We had come to pastor the youth, and it didn't take long to discover that these kids were hungry. One in particular was really hungry, Rick. Newly graduated from high school, he latched onto Larry like a magnet to metal. He never missed youth group and began studying his Bible voraciously, asking questions and seeking counsel about some personal things in his life. We sensed that God was doing something pretty deep, preparing him for something special, perhaps even the ministry.
Since Rick had been raised a farm boy, he was pretty comfortable handling the equipment. One time he drove his dad's brand new tractor pulling a hay wagon filled with teens over some back country roads. Nobody thought much of the sound of gravel kicking up behind the tires, pinging against metal It wasn't until the next morning when daylight broke that Roe found every inch of his brand new John Deere splattered in tar.
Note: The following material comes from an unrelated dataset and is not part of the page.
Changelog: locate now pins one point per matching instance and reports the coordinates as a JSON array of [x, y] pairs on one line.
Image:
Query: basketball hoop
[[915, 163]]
Rick set to work cleaning up that tractor. Immediately. I imagine it took a good while.
Rick had a younger cousin, Ed. Although he attended church with his family, he really wasn't very interested in much beyond that. We had two teen groups going, one for those more his age and then one for the older youth. But we couldn't seem to pull him in.
The following October Larry and I decided to take some vacation time, travel to Florida and see some family. While there we received a call. There had been an accident. Rick had been shot while hunting. A bullet had hit him in the throat, and he died a short time later. Ed had fired the gun.
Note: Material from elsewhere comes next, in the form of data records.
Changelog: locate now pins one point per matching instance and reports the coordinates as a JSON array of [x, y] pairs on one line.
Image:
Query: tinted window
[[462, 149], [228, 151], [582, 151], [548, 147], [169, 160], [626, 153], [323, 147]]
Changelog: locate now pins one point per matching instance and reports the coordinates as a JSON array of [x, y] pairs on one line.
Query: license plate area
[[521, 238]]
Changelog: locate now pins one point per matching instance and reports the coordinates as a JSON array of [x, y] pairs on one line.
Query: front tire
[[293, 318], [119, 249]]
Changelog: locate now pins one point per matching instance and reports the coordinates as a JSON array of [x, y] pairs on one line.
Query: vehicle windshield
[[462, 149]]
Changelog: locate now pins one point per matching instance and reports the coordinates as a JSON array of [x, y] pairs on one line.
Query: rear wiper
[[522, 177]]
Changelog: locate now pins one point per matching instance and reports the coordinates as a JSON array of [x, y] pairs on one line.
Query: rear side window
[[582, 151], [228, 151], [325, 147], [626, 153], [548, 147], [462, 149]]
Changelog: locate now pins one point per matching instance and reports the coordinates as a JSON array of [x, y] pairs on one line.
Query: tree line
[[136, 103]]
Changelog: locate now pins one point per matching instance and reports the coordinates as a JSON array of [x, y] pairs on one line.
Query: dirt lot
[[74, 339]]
I have memories of a particular picture that hung at the top of the stairs in my grandparents' house while I was growing up. The picture and the setting are forever imprinted in my memory, never changing. In the same way, I will always see Rick's young cousin on his Aunt's living room couch, his parents sitting stiffly on either side. It was the night before the funeral and I remember well the awkward way he sat, the way his hands laid in his lap and the look of bewilderment on his face.
I don't know if it was that tragedy alone that began the change in Ed, but I'm pretty sure it had something to do with it. I believe he knew he couldn't go it alone, and he didn't. He became more involved with the youth, his walk with Christ deepened and one day he answered the call to be a pastor.
Back to the present, back to Roe. His funeral was this week. His wife Mary was there and his two daughters and their families of course. There were several other family members and friends as well, not unusual for such an occasion. And Ed was there. He along with his wife and four young children had traveled several hundred miles to attend.
All those years ago, more than 30 now, who would have ever imagined what could be. For though Ed is family, he is also pastor. And though he had come to grieve as family, he had also come to comfort as pastor. And he did just that as he stood there, speaking of the assurance and hope that a grieving family craves in times like this. But there was still more to be said, and in a very personal moment he spoke of how as a young seminary student he was finally able to accept their forgiveness. His gratitude was evident.
When Rick died, we had a hard time making any sense out of it. I still don't understand it all. But I'm getting some glimmers, little pieces of it, like a puzzle coming together. And for now, that's enough.